Lentil and Mushroom Quinoa Burgers


Lentil and Mushroom Quinoa Burgers

Created by Wendy at Fit-and-Frugal.com These Lentil and Mushroom Quinoa Burgers make a perfect hand held sandwich, or a hearty addition to a green salad. Lentil and mushroom are added to protein-packed Ancient Harvest quinoa for maximum flavor.

Prep Time: 60
Total Time: 95


  • 1 cup cooked Ancient Harvest Quinoa, any variety
  • 1 cup well-cooked green or brown lentils (about half a cup dry) or 1 cup canned lentils, drained and rinsed
  • 1 cup baked, mashed sweet potato (about 1 large)
  • 1 tablespoon olive oil
  • ½ cup sweet onion, chopped
  • 3 cloves garlic, minced
  • 1 cup baby portabella mushrooms, chopped
  • ½ cup grated carrots
  • ½ cup walnuts, finely chopped
  • ⅓ cup quick-cooking oats or quinoa flakes
  • 1 tablespoon chipotle or other grilling seasoning blend
  • Salt and freshly ground pepper to taste
  • To serve: Gluten free buns or lettuce leaves, toppings such as tomatoes/sundried tomatoes, sliced onions, pickles, and favorite condiments


  1. Preheat the oven to 400º F. Heat the oil in a medium skillet.

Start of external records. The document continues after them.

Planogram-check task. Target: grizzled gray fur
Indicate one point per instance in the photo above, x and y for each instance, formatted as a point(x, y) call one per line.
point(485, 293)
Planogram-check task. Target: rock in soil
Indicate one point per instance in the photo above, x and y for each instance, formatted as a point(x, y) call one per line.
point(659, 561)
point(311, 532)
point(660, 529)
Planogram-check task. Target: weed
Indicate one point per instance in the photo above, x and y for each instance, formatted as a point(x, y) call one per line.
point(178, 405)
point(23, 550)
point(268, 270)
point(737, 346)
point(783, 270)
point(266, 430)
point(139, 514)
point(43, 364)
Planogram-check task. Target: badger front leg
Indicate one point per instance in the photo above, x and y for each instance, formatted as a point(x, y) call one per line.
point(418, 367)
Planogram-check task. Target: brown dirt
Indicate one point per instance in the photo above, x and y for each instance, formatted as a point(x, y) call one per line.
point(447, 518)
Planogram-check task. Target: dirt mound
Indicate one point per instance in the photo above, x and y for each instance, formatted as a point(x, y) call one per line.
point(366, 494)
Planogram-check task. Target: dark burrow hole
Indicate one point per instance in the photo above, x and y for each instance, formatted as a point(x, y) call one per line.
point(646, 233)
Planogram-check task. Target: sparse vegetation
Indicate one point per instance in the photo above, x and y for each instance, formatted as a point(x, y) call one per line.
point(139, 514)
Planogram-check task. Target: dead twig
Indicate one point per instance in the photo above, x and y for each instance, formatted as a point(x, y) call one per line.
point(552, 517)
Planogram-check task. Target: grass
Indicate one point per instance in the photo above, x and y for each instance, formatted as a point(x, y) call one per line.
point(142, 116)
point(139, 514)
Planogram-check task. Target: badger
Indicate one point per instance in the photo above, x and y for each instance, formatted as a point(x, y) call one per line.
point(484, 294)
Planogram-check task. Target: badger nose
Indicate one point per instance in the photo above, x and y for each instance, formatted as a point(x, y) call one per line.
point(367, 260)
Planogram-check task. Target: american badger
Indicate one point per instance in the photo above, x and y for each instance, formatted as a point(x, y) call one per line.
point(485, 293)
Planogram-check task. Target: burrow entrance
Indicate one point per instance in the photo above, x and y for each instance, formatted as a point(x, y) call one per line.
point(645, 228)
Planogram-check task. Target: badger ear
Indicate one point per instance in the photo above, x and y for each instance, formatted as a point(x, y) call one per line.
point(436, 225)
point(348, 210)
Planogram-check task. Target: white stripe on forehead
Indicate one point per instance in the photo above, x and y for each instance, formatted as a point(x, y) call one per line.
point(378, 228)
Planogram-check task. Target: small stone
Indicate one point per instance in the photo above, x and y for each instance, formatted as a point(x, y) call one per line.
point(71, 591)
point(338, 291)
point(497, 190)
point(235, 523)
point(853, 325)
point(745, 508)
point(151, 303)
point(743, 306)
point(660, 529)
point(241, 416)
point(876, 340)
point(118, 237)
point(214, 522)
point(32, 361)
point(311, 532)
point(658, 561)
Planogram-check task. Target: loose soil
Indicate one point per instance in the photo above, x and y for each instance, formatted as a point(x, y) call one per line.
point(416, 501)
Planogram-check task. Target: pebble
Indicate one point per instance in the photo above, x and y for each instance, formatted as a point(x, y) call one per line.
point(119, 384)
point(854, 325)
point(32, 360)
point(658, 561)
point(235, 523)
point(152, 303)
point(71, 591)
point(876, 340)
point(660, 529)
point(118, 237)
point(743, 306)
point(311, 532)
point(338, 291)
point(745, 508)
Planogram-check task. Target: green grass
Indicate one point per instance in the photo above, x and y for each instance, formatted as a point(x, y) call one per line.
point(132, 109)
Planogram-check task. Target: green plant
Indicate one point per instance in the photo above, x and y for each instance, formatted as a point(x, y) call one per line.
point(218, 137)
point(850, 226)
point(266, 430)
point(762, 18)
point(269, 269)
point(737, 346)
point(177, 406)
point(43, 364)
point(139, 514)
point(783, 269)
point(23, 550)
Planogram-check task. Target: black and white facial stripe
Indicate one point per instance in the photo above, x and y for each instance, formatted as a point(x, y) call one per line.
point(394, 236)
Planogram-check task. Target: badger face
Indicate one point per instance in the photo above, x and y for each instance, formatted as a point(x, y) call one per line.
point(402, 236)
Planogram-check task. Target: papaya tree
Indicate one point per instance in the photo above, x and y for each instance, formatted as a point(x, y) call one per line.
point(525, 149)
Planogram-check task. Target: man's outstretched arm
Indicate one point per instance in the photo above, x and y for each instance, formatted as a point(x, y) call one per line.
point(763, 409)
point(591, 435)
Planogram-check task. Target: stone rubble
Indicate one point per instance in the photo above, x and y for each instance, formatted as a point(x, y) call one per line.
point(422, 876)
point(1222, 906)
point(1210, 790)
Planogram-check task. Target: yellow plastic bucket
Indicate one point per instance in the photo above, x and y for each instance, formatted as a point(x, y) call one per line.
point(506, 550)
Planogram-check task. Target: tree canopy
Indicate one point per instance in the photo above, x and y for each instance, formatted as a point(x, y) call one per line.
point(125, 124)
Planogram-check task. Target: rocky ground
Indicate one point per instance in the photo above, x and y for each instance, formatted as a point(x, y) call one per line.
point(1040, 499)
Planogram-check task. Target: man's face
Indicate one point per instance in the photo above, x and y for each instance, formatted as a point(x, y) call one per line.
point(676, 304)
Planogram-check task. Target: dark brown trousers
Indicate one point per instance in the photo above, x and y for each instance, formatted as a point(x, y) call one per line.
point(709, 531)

Add the onion and sauté over medium heat 2-3 minutes. Add the garlic and mushrooms and continue to sauté, stirring, 2-3 more minutes until lightly browning on edges.
  2. Drain any mushroom liquid from the skillet and transfer the mixture to a large bowl. Add all remaining ingredients and stir to thoroughly combine.
  3. Line a baking sheet with parchment paper. Use a round, ½ cup measuring cup to form 6 patties.
  4. Bake for 15 minutes, then carefully flip each burger, and bake for an additional 15 to 20 more minutes, or until just firm on each side. Remove from the oven and serve over gluten free rolls or lettuce leaves and condiments of your choice.
  5. *Reheat in the oven on parchment lined baking sheet at 350 F for 15 minutes.